Preparing the ice took time. Sawdust was spread to the edges of the bale walls against the advice of B.E Olson, whose 1929 pamphlet The Art of Making True Curling Ice noted it was not a good conductor of cold and was inclined to go mouldy in spring. The rink was flooded in layers slowly and evenly; if it was too cold during flooding the ice would crack and peel off. At the right level the surface was planed with a homemade scraper, and then a scriber, a board with saw-teeth spaced to mark the rings of the house, was used to etch the ice. A hole made in the centre of the house to anchor a measuring stick for use during play. The water pumped from nearby Conjuring Creek was a little yellow so powered milk was added to whiten the ice, until it was decided to tank water in. The hacks for placing a player’s feet were frozen into the ice as the flooding progressed. The coloured lines and rings were painted on using paint mixed with oil and then frozen over, and finally the ice surface was pebbled. Closing the doors and turning off the lights in between games kept the rink cold.

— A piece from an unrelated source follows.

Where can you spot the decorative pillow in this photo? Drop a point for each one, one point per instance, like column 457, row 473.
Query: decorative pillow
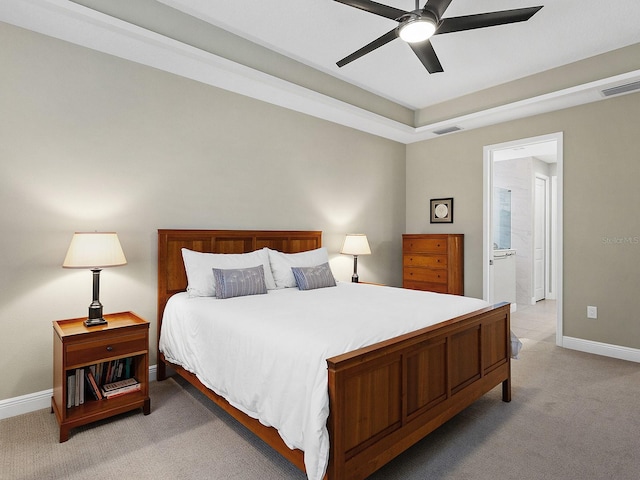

The Conjuring Lake curling rink was a community gathering place. Part of the fun was preparing the ice and the social aspect of curling included cheering from the viewing area, which eventually hosted 5 generations of eager spectators. The first prizes included jam, cigarettes, eggs and chocolate! Trophies came later. By 2010, however, it was no longer viable to keep the rink going and it was demolished, the straw pile burned in 2011. It’s not known how many natural ice rinks were built using straw bales in Alberta, but Conjuring Lake rink was probably the last one in use. We hope to be proved wrong—is there yet one more quintessentially prairie ice rink out there somewhere?
Written by: Judy Larmour.
I am the General Manager of the Jasper Place Curling Club, and although it no longer looks like it…the Jasper Place Curling Club, now in the City of Edmonton is a straw bale constructed ice arena. We have stuccoed the outside, insulated and drywalled the inside…but the core of the construction is straw bales.